"If you tell any one that Tobias is here, or indeed anywhere within your knowledge, I will apprehend you about a certain candlestick."
"Goodness gracious, deliver us."
"Do you understand that, Mrs. Ragg? You keep silence about Tobias, and I keep silence about the candlestick. You speak about Tobias, and I speak about the candlestick."
Mrs. Ragg shook her head and let fall a torrent of tears, which the magistrate took as sufficient evidence that she did understand him and would act accordingly, so he added—
"Shall we all proceed up stairs? for a great deal will depend upon the boy's first impression when he awakens—and in this case we should not lose a chance."

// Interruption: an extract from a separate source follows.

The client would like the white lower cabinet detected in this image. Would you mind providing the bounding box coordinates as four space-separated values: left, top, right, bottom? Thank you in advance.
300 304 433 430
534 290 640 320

In pursuance of this sound advice they all proceeded to poor Tobias's bed-room, and there he lay in that profound repose which the powerful opiate administered to him had had the effect of producing. It did not seem as though he had moved head or foot since they had left him. His face was very pale, and when Mrs. Ragg saw him she burst into tears, exclaiming—
"He is dead—he is dead!"
"No such thing, madam," said Colonel Jeffery. "He only sleeps."
"But, oh deary me, what makes him look so old and so strange now? He was bad enough when I saw him last, poor fellow, but not like this."
"He has received ill-usage from someone, and that is precisely what we want to find out. If you can get from him the particulars of what he has suffered, we will take care those who have made him suffer shall not escape."